De middelingsregeling in de inkomstenbelasting is bedoeld als tegemoetkoming voor het progressienadeel dat kan ontstaan bij sterk wisselende inkomens. Als het inkomen per jaar sterk wisselt, kan de progressie in het tarief tot gevolg hebben dat per saldo
meer belasting wordt betaald dan wanneer de inkomens gelijkmatig zouden zijn verdeeld over de jaren. De regeling werkt als volgt. De inkomens van box 1 van drie aaneengesloten kalenderjaren worden bij elkaar opgeteld en gedeeld door drie. Vervolgens wordt
over dit gemiddelde inkomen per jaar de belasting berekend. Het verschil tussen de geheven en de herrekende belasting wordt teruggegeven voor zover het groter is dan € 545. De premies volksverzekeringen worden wel meegenomen in de berekening, maar niet teruggegeven.

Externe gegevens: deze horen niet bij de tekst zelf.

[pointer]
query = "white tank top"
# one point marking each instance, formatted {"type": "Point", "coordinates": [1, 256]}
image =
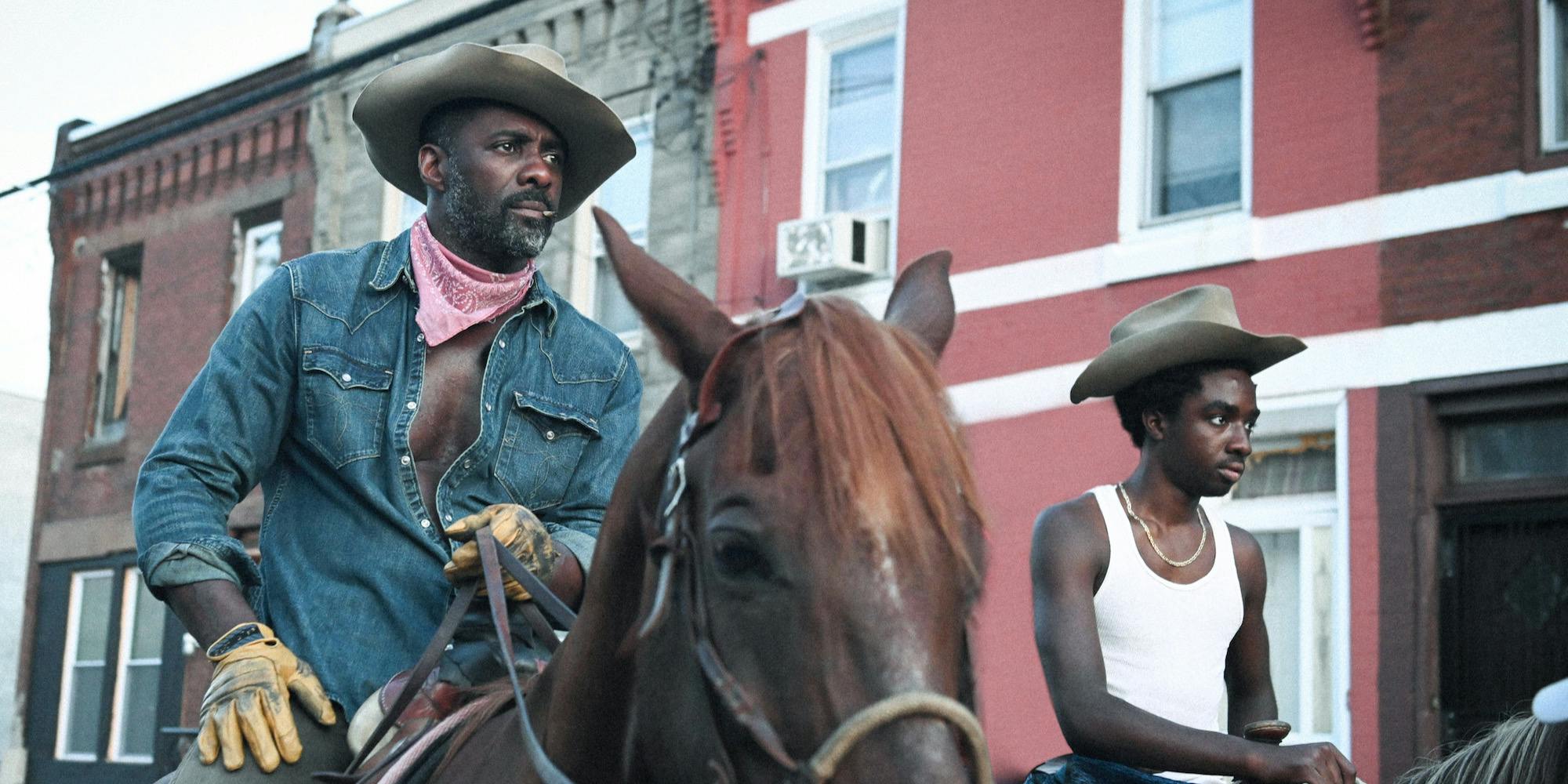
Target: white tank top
{"type": "Point", "coordinates": [1164, 644]}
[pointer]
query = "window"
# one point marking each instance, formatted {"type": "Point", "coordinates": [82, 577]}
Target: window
{"type": "Point", "coordinates": [137, 677]}
{"type": "Point", "coordinates": [107, 648]}
{"type": "Point", "coordinates": [258, 242]}
{"type": "Point", "coordinates": [1192, 106]}
{"type": "Point", "coordinates": [626, 197]}
{"type": "Point", "coordinates": [85, 666]}
{"type": "Point", "coordinates": [1522, 446]}
{"type": "Point", "coordinates": [858, 131]}
{"type": "Point", "coordinates": [1555, 74]}
{"type": "Point", "coordinates": [117, 343]}
{"type": "Point", "coordinates": [1293, 503]}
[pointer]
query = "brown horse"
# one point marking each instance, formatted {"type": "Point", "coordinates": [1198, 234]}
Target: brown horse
{"type": "Point", "coordinates": [807, 567]}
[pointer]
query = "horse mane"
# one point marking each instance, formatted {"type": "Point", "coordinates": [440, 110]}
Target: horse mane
{"type": "Point", "coordinates": [1517, 752]}
{"type": "Point", "coordinates": [888, 448]}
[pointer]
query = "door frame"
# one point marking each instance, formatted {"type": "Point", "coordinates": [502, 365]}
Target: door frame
{"type": "Point", "coordinates": [1412, 493]}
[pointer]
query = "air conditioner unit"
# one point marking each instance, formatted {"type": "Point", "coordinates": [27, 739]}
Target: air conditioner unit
{"type": "Point", "coordinates": [832, 249]}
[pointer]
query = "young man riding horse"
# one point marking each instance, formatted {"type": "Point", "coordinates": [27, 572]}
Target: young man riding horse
{"type": "Point", "coordinates": [1147, 614]}
{"type": "Point", "coordinates": [393, 401]}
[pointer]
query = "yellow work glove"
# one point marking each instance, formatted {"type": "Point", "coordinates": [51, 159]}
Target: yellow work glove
{"type": "Point", "coordinates": [518, 531]}
{"type": "Point", "coordinates": [249, 700]}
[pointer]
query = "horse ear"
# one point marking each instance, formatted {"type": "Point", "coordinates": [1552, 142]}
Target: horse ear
{"type": "Point", "coordinates": [923, 300]}
{"type": "Point", "coordinates": [689, 328]}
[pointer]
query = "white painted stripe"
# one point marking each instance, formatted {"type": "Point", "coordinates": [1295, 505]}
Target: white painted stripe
{"type": "Point", "coordinates": [1359, 360]}
{"type": "Point", "coordinates": [799, 16]}
{"type": "Point", "coordinates": [1230, 239]}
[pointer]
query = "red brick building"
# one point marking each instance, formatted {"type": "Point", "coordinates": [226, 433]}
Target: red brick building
{"type": "Point", "coordinates": [1382, 178]}
{"type": "Point", "coordinates": [156, 242]}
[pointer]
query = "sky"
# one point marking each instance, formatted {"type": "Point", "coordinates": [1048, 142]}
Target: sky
{"type": "Point", "coordinates": [106, 60]}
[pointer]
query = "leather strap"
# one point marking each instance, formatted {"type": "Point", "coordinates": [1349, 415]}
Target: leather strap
{"type": "Point", "coordinates": [490, 562]}
{"type": "Point", "coordinates": [416, 680]}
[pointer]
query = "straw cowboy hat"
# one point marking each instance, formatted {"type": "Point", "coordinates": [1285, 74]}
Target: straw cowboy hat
{"type": "Point", "coordinates": [528, 76]}
{"type": "Point", "coordinates": [1552, 703]}
{"type": "Point", "coordinates": [1194, 325]}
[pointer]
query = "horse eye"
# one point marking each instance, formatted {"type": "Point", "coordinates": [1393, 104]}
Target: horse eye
{"type": "Point", "coordinates": [741, 561]}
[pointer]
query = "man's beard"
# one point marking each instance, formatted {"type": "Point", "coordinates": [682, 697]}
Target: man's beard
{"type": "Point", "coordinates": [487, 227]}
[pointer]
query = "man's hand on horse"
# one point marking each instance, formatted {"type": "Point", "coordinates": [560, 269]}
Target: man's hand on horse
{"type": "Point", "coordinates": [518, 531]}
{"type": "Point", "coordinates": [249, 700]}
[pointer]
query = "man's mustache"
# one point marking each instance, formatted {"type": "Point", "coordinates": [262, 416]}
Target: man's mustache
{"type": "Point", "coordinates": [542, 197]}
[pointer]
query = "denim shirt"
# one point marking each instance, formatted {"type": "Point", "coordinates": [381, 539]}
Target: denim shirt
{"type": "Point", "coordinates": [311, 391]}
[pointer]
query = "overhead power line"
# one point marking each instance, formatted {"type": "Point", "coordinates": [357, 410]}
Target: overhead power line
{"type": "Point", "coordinates": [261, 95]}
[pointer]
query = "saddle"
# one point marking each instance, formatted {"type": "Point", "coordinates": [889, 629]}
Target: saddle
{"type": "Point", "coordinates": [401, 717]}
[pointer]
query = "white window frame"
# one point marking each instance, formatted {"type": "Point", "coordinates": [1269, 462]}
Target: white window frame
{"type": "Point", "coordinates": [245, 258]}
{"type": "Point", "coordinates": [128, 633]}
{"type": "Point", "coordinates": [68, 666]}
{"type": "Point", "coordinates": [399, 211]}
{"type": "Point", "coordinates": [1301, 415]}
{"type": "Point", "coordinates": [589, 244]}
{"type": "Point", "coordinates": [822, 43]}
{"type": "Point", "coordinates": [1136, 220]}
{"type": "Point", "coordinates": [1552, 79]}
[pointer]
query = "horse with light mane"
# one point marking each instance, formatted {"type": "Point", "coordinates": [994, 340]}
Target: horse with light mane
{"type": "Point", "coordinates": [1522, 750]}
{"type": "Point", "coordinates": [786, 568]}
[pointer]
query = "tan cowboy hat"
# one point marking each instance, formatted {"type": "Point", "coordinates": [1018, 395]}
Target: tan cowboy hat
{"type": "Point", "coordinates": [1194, 325]}
{"type": "Point", "coordinates": [528, 76]}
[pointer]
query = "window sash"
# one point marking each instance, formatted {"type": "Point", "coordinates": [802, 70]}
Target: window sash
{"type": "Point", "coordinates": [118, 341]}
{"type": "Point", "coordinates": [71, 666]}
{"type": "Point", "coordinates": [1318, 524]}
{"type": "Point", "coordinates": [1161, 172]}
{"type": "Point", "coordinates": [252, 258]}
{"type": "Point", "coordinates": [132, 595]}
{"type": "Point", "coordinates": [827, 165]}
{"type": "Point", "coordinates": [1553, 21]}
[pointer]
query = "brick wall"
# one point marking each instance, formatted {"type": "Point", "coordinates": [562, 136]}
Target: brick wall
{"type": "Point", "coordinates": [1451, 100]}
{"type": "Point", "coordinates": [1492, 267]}
{"type": "Point", "coordinates": [178, 203]}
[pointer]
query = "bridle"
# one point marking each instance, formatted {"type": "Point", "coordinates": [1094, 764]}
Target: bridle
{"type": "Point", "coordinates": [677, 542]}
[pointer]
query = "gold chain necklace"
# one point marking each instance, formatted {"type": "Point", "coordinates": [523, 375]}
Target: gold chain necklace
{"type": "Point", "coordinates": [1203, 526]}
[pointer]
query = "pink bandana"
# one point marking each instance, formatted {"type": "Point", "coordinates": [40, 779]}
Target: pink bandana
{"type": "Point", "coordinates": [456, 296]}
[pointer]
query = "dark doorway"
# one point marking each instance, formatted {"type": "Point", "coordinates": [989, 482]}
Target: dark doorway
{"type": "Point", "coordinates": [1504, 611]}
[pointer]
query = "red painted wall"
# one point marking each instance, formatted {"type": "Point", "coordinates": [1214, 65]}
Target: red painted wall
{"type": "Point", "coordinates": [1011, 151]}
{"type": "Point", "coordinates": [768, 104]}
{"type": "Point", "coordinates": [1365, 576]}
{"type": "Point", "coordinates": [1315, 107]}
{"type": "Point", "coordinates": [1011, 126]}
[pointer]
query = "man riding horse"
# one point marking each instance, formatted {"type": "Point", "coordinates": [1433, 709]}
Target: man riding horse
{"type": "Point", "coordinates": [1147, 614]}
{"type": "Point", "coordinates": [393, 401]}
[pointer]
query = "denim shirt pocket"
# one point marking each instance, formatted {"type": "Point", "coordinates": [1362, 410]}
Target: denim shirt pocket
{"type": "Point", "coordinates": [540, 449]}
{"type": "Point", "coordinates": [346, 404]}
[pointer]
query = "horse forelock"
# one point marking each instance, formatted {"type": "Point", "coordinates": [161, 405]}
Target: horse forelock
{"type": "Point", "coordinates": [865, 401]}
{"type": "Point", "coordinates": [1520, 750]}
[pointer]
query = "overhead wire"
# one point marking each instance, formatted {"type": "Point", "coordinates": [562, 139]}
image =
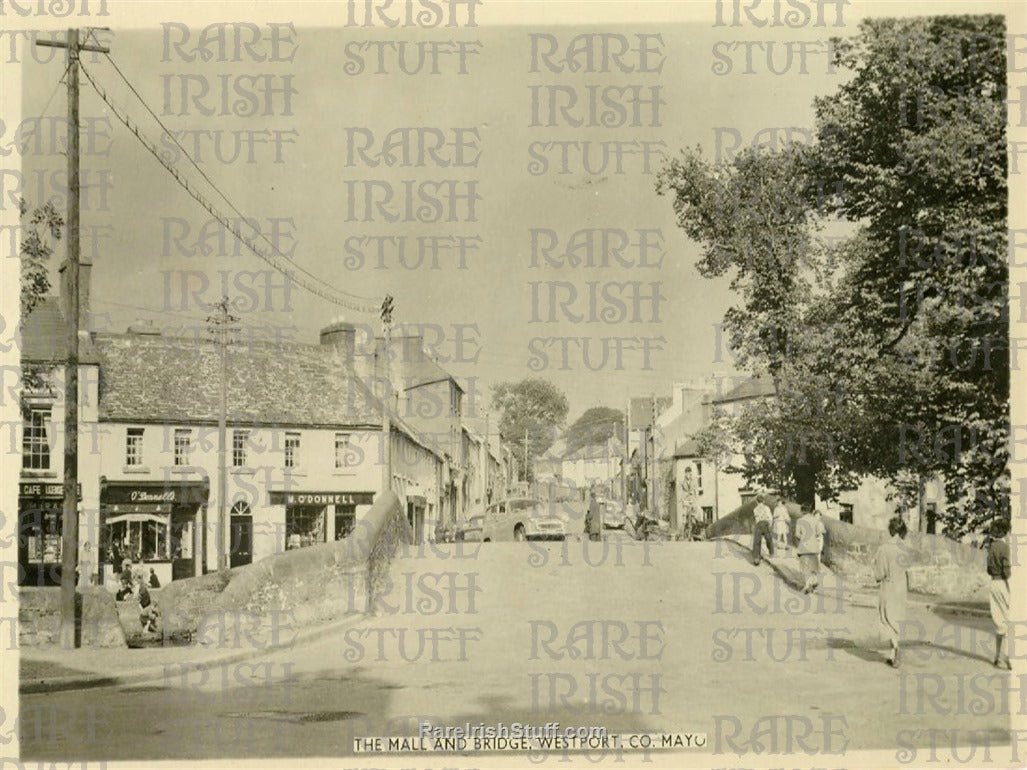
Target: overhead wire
{"type": "Point", "coordinates": [332, 296]}
{"type": "Point", "coordinates": [217, 189]}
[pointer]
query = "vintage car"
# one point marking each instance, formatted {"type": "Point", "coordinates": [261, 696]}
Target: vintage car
{"type": "Point", "coordinates": [470, 530]}
{"type": "Point", "coordinates": [522, 518]}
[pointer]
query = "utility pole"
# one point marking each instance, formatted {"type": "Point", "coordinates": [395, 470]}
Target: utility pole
{"type": "Point", "coordinates": [526, 455]}
{"type": "Point", "coordinates": [387, 308]}
{"type": "Point", "coordinates": [652, 438]}
{"type": "Point", "coordinates": [221, 323]}
{"type": "Point", "coordinates": [626, 454]}
{"type": "Point", "coordinates": [69, 528]}
{"type": "Point", "coordinates": [488, 461]}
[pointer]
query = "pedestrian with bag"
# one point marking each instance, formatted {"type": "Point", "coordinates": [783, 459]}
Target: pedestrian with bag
{"type": "Point", "coordinates": [761, 530]}
{"type": "Point", "coordinates": [999, 571]}
{"type": "Point", "coordinates": [889, 571]}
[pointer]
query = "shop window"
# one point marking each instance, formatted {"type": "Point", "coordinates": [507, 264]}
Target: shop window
{"type": "Point", "coordinates": [141, 537]}
{"type": "Point", "coordinates": [292, 450]}
{"type": "Point", "coordinates": [239, 440]}
{"type": "Point", "coordinates": [304, 526]}
{"type": "Point", "coordinates": [342, 459]}
{"type": "Point", "coordinates": [183, 445]}
{"type": "Point", "coordinates": [35, 443]}
{"type": "Point", "coordinates": [345, 521]}
{"type": "Point", "coordinates": [41, 534]}
{"type": "Point", "coordinates": [134, 447]}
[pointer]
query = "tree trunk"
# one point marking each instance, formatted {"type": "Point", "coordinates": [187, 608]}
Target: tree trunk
{"type": "Point", "coordinates": [805, 485]}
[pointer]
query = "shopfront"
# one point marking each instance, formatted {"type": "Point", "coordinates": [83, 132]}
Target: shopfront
{"type": "Point", "coordinates": [313, 517]}
{"type": "Point", "coordinates": [157, 524]}
{"type": "Point", "coordinates": [40, 512]}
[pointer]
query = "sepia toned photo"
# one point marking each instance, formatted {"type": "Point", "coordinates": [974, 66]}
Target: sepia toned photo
{"type": "Point", "coordinates": [478, 383]}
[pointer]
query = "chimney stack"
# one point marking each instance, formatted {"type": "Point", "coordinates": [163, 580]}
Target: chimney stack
{"type": "Point", "coordinates": [342, 335]}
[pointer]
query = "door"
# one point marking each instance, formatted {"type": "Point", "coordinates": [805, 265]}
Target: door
{"type": "Point", "coordinates": [182, 544]}
{"type": "Point", "coordinates": [241, 540]}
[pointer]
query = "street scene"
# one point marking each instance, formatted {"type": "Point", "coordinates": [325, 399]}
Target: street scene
{"type": "Point", "coordinates": [453, 385]}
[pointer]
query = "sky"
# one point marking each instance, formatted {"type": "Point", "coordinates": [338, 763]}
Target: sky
{"type": "Point", "coordinates": [139, 271]}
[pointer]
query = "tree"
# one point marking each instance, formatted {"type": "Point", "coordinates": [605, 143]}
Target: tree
{"type": "Point", "coordinates": [534, 408]}
{"type": "Point", "coordinates": [888, 352]}
{"type": "Point", "coordinates": [596, 425]}
{"type": "Point", "coordinates": [41, 232]}
{"type": "Point", "coordinates": [755, 220]}
{"type": "Point", "coordinates": [917, 137]}
{"type": "Point", "coordinates": [43, 227]}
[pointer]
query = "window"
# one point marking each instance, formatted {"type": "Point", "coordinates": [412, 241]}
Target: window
{"type": "Point", "coordinates": [846, 512]}
{"type": "Point", "coordinates": [134, 447]}
{"type": "Point", "coordinates": [304, 526]}
{"type": "Point", "coordinates": [35, 446]}
{"type": "Point", "coordinates": [141, 537]}
{"type": "Point", "coordinates": [345, 521]}
{"type": "Point", "coordinates": [342, 459]}
{"type": "Point", "coordinates": [292, 450]}
{"type": "Point", "coordinates": [239, 440]}
{"type": "Point", "coordinates": [183, 441]}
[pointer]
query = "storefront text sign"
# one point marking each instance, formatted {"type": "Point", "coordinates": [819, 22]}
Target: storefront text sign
{"type": "Point", "coordinates": [321, 498]}
{"type": "Point", "coordinates": [39, 489]}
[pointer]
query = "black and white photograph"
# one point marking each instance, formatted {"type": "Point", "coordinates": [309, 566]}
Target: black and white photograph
{"type": "Point", "coordinates": [504, 383]}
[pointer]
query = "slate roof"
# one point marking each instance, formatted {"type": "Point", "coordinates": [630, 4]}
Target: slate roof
{"type": "Point", "coordinates": [44, 336]}
{"type": "Point", "coordinates": [752, 387]}
{"type": "Point", "coordinates": [642, 410]}
{"type": "Point", "coordinates": [145, 378]}
{"type": "Point", "coordinates": [689, 448]}
{"type": "Point", "coordinates": [415, 366]}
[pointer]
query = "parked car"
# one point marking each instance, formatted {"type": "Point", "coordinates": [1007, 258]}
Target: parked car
{"type": "Point", "coordinates": [522, 518]}
{"type": "Point", "coordinates": [470, 530]}
{"type": "Point", "coordinates": [614, 514]}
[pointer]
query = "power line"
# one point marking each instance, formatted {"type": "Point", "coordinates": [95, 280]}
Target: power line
{"type": "Point", "coordinates": [218, 190]}
{"type": "Point", "coordinates": [222, 219]}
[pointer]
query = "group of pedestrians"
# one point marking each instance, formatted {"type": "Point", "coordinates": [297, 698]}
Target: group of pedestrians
{"type": "Point", "coordinates": [890, 564]}
{"type": "Point", "coordinates": [771, 528]}
{"type": "Point", "coordinates": [889, 571]}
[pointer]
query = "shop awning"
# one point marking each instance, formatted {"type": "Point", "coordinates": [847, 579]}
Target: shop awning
{"type": "Point", "coordinates": [161, 520]}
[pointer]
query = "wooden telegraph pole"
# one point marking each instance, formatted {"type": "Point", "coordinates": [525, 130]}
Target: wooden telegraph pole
{"type": "Point", "coordinates": [221, 323]}
{"type": "Point", "coordinates": [69, 532]}
{"type": "Point", "coordinates": [387, 308]}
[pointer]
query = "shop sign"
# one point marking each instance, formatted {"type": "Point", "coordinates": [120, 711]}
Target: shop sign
{"type": "Point", "coordinates": [175, 494]}
{"type": "Point", "coordinates": [321, 498]}
{"type": "Point", "coordinates": [43, 490]}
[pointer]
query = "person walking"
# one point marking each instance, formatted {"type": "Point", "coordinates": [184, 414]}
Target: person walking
{"type": "Point", "coordinates": [809, 542]}
{"type": "Point", "coordinates": [761, 530]}
{"type": "Point", "coordinates": [782, 525]}
{"type": "Point", "coordinates": [594, 520]}
{"type": "Point", "coordinates": [998, 570]}
{"type": "Point", "coordinates": [889, 571]}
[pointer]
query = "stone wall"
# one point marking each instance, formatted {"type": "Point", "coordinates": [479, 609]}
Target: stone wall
{"type": "Point", "coordinates": [286, 590]}
{"type": "Point", "coordinates": [39, 618]}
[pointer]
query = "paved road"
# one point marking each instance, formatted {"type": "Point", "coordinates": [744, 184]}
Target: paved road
{"type": "Point", "coordinates": [633, 637]}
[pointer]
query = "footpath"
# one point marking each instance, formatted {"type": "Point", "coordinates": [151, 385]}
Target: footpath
{"type": "Point", "coordinates": [52, 668]}
{"type": "Point", "coordinates": [787, 567]}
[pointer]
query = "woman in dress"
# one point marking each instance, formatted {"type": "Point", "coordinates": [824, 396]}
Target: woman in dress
{"type": "Point", "coordinates": [998, 571]}
{"type": "Point", "coordinates": [889, 571]}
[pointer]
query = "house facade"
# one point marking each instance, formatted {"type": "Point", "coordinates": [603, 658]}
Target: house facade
{"type": "Point", "coordinates": [39, 439]}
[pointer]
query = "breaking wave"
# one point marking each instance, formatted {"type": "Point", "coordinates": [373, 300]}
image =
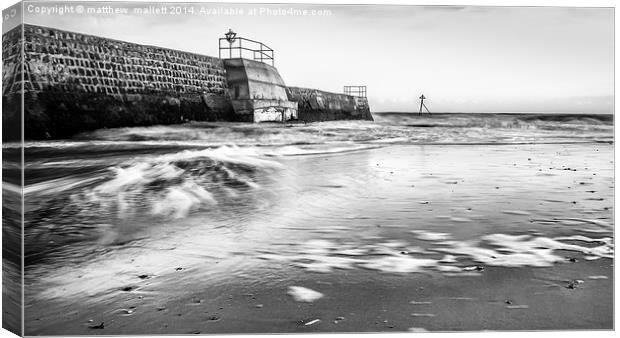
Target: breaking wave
{"type": "Point", "coordinates": [144, 190]}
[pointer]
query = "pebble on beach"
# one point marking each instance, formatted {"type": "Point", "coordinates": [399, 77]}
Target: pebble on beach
{"type": "Point", "coordinates": [301, 294]}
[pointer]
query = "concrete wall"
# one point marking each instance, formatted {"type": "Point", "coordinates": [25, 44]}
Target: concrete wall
{"type": "Point", "coordinates": [76, 82]}
{"type": "Point", "coordinates": [317, 105]}
{"type": "Point", "coordinates": [257, 92]}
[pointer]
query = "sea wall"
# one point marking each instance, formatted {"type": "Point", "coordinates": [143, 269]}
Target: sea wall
{"type": "Point", "coordinates": [318, 105]}
{"type": "Point", "coordinates": [76, 82]}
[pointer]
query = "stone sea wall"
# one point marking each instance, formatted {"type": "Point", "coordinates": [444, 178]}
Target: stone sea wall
{"type": "Point", "coordinates": [75, 82]}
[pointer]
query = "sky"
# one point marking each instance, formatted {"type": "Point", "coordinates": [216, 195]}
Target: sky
{"type": "Point", "coordinates": [462, 58]}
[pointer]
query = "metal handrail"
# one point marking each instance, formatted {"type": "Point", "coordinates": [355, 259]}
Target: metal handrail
{"type": "Point", "coordinates": [359, 91]}
{"type": "Point", "coordinates": [261, 52]}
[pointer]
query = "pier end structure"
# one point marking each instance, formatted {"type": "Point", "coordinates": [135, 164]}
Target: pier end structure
{"type": "Point", "coordinates": [75, 82]}
{"type": "Point", "coordinates": [257, 92]}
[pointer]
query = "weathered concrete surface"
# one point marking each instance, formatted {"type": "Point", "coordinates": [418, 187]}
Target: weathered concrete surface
{"type": "Point", "coordinates": [317, 105]}
{"type": "Point", "coordinates": [258, 92]}
{"type": "Point", "coordinates": [264, 110]}
{"type": "Point", "coordinates": [75, 82]}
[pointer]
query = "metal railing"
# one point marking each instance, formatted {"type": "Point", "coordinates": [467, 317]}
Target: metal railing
{"type": "Point", "coordinates": [241, 47]}
{"type": "Point", "coordinates": [359, 91]}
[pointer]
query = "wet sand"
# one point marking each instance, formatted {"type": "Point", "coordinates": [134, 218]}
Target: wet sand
{"type": "Point", "coordinates": [399, 238]}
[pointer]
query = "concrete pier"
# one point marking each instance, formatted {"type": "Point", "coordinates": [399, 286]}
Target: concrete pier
{"type": "Point", "coordinates": [75, 82]}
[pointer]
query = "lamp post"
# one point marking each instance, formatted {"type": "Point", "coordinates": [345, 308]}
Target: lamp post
{"type": "Point", "coordinates": [230, 37]}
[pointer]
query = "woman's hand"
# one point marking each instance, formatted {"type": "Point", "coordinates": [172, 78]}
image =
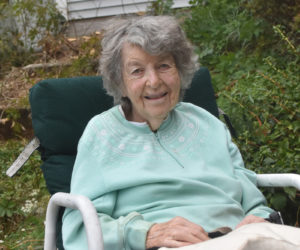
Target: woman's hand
{"type": "Point", "coordinates": [250, 219]}
{"type": "Point", "coordinates": [177, 232]}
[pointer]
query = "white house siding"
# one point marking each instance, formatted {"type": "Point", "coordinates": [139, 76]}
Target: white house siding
{"type": "Point", "coordinates": [86, 9]}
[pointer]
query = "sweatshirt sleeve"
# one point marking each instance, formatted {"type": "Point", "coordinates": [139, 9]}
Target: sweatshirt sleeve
{"type": "Point", "coordinates": [126, 232]}
{"type": "Point", "coordinates": [253, 201]}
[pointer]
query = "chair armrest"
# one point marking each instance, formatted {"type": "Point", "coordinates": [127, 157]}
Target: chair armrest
{"type": "Point", "coordinates": [278, 180]}
{"type": "Point", "coordinates": [88, 213]}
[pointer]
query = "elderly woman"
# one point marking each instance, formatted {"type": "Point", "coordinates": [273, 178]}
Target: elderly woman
{"type": "Point", "coordinates": [160, 172]}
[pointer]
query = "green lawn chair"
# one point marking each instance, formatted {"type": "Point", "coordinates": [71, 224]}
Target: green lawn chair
{"type": "Point", "coordinates": [61, 109]}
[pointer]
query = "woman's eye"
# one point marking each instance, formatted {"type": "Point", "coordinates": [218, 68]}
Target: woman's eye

Een middelingsteruggaaf heeft alleen betrekking op de belasting. Doordat de premies in de berekening worden betrokken kan het voorkomen dat ondanks een lagere herrekende inkomstenbelasting er geen middelingsteruggaaf volgt door de invloed van de herrekende
premies volksverzekeringen.
De wetgever was niet verplicht om een regeling als de middelingsregeling in te voeren. Dat houdt ook in dat het hanteren van een drempel voor de toepassing daarvan op zichzelf toelaatbaar is. Het is ook niet onredelijk om bij de bepaling van deze drempel
rekening te houden met de herrekende premies volksverzekeringen, gezien de onderlinge verwevenheid van de premie- en belastingheffing. Volgens de Hoge Raad doorstaat de wijze waarop bij middeling rekening wordt gehouden met de herrekende premies volksverzekeringen
de toets aan het eigendomsgrondrecht en aan het gelijkheidsbeginsel.